On July 1st, the director of the museum stood weeping at the train station platform as three trains—loaded with these treasures—prepared to leave for the Russian heartland. Not even the conductors knew the final destination of those railcars.
Two of the trains make it out. The third one didn’t. The German army surrounded the city and trapped 2 ½ million people there. For the next several months the conditions in Leningrad were appalling. Hunger and deprivation was everywhere.
The museum kept its doors open, believing that the citizens still needed a diversion from the poverty and pain of their occupation. There were only a few, minor paintings that remained, but the building itself was a work of art. The people came in large numbers.

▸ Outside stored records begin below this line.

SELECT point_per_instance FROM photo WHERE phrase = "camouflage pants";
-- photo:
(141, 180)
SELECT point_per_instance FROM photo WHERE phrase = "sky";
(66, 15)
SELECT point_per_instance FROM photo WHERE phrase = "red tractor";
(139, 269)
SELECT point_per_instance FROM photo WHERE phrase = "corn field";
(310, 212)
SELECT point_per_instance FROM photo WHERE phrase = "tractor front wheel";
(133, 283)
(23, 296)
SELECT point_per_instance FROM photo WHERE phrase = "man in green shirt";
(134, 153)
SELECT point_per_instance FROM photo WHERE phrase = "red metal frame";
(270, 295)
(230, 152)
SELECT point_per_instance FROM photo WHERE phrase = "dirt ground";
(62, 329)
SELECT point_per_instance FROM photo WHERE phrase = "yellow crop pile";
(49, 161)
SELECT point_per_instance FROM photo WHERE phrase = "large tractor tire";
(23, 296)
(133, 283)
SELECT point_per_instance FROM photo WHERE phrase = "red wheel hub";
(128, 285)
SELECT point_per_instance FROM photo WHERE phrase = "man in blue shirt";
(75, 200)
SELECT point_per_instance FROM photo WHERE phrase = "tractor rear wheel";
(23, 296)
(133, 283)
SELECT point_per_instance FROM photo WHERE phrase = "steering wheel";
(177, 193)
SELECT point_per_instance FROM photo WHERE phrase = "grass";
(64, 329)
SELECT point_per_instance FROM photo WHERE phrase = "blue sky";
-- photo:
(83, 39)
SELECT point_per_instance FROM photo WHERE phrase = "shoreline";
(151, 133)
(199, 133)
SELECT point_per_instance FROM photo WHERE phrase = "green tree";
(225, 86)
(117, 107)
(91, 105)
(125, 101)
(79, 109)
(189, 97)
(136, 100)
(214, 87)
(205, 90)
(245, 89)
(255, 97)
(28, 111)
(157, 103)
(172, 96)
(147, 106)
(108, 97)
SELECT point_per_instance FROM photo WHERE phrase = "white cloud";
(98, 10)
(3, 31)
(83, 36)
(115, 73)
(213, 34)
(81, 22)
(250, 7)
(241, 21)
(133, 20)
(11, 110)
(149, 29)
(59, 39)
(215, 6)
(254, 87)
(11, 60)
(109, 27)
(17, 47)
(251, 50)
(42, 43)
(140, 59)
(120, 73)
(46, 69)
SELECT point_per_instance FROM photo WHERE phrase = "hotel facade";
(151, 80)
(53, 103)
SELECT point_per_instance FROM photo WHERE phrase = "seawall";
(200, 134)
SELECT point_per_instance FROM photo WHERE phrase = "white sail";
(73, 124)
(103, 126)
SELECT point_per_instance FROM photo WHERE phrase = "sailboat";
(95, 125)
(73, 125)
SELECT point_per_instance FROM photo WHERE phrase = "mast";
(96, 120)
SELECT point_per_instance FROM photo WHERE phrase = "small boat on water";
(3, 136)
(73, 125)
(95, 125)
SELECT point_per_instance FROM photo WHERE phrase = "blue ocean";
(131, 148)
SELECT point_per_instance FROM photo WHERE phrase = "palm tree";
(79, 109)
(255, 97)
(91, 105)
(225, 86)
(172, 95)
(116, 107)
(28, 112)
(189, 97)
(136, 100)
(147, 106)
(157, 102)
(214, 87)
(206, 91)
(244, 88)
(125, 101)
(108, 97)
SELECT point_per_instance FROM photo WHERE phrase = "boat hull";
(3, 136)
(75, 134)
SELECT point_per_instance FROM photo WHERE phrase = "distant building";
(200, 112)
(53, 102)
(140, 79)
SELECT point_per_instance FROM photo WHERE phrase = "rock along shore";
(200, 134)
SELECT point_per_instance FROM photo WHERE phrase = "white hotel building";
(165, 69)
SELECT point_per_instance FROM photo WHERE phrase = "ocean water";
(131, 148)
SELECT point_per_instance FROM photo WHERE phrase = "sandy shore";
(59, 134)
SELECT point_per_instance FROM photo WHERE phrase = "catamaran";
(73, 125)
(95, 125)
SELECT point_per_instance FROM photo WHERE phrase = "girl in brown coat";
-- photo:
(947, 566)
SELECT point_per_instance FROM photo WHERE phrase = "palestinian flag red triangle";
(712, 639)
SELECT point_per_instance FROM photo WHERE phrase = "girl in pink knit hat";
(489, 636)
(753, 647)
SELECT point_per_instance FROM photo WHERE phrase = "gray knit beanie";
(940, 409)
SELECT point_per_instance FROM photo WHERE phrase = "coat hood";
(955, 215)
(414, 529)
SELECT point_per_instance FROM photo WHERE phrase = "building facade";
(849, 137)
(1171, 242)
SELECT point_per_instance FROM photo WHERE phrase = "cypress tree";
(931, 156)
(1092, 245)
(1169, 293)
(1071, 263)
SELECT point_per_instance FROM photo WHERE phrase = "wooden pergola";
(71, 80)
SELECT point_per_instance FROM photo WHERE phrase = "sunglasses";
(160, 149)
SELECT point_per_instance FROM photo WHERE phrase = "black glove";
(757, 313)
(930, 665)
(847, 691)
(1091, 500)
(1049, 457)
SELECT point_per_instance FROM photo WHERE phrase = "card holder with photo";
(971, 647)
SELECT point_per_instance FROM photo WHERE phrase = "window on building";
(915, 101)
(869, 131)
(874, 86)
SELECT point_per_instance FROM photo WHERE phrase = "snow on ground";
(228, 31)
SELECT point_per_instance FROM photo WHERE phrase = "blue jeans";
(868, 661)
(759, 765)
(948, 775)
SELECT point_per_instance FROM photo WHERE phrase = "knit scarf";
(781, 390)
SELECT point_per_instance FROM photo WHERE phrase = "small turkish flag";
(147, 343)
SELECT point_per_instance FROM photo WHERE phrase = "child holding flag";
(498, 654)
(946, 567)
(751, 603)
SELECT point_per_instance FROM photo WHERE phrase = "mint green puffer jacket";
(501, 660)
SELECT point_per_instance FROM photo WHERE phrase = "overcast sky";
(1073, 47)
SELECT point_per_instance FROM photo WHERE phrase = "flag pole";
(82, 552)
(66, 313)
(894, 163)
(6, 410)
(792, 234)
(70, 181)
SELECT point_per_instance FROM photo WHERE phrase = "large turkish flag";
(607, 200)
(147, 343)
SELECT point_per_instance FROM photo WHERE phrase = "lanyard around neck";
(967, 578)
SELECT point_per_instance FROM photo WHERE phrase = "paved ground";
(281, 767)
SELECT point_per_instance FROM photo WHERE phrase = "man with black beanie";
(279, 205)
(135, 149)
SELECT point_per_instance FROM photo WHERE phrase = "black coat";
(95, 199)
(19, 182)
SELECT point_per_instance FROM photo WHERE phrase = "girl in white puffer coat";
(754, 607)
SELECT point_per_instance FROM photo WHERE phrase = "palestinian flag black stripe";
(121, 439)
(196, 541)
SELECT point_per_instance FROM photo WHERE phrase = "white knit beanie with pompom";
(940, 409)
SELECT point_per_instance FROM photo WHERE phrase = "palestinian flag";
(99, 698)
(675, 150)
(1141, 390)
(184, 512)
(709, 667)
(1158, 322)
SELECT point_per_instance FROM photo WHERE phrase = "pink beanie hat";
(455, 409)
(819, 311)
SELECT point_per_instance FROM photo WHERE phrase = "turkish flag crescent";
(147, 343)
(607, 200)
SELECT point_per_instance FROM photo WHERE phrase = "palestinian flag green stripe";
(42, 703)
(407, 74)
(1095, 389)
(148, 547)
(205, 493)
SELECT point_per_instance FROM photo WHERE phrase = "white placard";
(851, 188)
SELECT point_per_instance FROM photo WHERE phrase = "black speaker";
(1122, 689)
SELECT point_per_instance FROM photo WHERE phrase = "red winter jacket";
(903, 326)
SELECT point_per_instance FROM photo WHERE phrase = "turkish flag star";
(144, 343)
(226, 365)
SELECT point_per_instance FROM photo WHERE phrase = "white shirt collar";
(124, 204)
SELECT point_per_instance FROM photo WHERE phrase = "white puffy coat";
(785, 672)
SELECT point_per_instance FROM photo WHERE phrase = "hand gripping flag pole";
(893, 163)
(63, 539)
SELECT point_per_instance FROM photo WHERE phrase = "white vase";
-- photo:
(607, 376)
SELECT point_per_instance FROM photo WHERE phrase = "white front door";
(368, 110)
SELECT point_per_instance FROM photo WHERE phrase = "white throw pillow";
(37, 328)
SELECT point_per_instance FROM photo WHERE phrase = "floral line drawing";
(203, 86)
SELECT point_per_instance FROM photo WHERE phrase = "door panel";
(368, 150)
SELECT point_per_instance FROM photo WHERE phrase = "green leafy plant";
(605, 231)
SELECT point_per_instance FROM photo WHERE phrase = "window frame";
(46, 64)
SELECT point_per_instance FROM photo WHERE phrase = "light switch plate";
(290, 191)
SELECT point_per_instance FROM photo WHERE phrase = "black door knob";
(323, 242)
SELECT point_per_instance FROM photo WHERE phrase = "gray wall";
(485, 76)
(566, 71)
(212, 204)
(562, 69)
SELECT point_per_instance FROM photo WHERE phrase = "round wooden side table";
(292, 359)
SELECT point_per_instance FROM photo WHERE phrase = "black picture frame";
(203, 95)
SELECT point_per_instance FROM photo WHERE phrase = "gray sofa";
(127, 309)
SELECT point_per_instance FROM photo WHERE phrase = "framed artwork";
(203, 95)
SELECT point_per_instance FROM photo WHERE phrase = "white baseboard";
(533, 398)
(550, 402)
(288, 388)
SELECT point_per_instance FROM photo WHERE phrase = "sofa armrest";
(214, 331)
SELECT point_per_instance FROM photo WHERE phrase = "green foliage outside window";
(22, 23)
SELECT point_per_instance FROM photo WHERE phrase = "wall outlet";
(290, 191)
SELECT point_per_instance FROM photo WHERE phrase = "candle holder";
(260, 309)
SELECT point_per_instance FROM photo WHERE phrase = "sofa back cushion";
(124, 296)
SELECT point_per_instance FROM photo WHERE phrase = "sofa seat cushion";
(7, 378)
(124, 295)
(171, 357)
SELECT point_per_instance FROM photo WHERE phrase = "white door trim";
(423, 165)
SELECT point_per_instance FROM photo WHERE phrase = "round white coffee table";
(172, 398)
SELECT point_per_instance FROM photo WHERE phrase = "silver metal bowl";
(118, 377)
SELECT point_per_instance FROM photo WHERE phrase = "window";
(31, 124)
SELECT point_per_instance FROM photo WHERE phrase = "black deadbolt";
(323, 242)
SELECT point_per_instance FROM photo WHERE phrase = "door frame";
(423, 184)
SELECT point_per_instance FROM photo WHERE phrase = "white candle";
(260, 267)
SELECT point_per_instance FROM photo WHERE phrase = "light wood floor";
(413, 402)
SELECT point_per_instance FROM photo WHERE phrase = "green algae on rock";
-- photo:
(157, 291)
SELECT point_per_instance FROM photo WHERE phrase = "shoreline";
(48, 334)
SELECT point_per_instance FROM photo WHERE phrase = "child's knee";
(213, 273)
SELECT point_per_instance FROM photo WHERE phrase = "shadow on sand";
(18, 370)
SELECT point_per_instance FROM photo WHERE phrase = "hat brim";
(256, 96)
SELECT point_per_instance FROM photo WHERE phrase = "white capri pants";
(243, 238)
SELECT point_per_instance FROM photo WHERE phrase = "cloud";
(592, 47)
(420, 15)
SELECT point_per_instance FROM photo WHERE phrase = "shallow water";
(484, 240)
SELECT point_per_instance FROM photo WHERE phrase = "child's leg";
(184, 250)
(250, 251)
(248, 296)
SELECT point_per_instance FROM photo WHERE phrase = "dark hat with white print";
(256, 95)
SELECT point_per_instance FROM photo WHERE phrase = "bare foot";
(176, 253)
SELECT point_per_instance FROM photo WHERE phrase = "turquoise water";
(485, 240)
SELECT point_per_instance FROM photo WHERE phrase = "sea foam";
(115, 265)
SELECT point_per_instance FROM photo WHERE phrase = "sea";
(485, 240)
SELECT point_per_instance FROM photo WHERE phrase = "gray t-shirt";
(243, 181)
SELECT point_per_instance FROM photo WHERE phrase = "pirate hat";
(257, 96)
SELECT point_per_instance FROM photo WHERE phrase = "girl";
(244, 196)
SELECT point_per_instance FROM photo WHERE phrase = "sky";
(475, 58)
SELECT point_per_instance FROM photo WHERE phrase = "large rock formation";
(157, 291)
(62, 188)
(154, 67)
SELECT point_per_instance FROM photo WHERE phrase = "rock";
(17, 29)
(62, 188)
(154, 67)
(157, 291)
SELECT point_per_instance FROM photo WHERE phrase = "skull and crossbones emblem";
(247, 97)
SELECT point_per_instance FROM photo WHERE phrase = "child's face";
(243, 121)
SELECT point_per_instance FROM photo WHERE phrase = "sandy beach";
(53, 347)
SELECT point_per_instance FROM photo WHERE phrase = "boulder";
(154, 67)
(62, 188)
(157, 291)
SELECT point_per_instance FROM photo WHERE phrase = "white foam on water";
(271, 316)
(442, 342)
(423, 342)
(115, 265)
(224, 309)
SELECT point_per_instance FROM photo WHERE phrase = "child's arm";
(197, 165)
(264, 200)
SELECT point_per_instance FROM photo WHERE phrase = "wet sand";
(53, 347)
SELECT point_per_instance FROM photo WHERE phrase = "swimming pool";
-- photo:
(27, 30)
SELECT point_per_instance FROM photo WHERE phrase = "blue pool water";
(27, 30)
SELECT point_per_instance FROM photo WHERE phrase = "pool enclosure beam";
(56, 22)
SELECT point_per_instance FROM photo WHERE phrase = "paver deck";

Finally the day came when the Heritage Museum, itself, was in danger. Bombs were falling on the city and the building was being damaged. The museum enlisted war-weary soldiers and citizens to help shovel the debris out of the museum.
When the siege ended, the museum wanted to find a way to thank those volunteers for what they had done. Enter Pavel Dubchevski. Dubchevski was the long-time tour guide of the museum. He lead those volunteers through a most unusual tour of the museum. Every empty frame on those walls, he would stop and describe the work of art that used to hang there. It was remarkable that he had committed those works to his memory in such a way that he could describe them in such richness that years later those volunteers would recall how vivid and powerful his descriptions were. So much so that they claimed that they could almost see the works there.
The church needs people with Pavel’s kind of imagination. People who can create a vision of hope for those who can’t see it. People who know the source of hope so completely that they can conjure the full image and display it to anyone who needs it.
There is a word for that kind of person—Evangelist.
Kristin Clark-Banks is the pastor of Forest Hills UMC.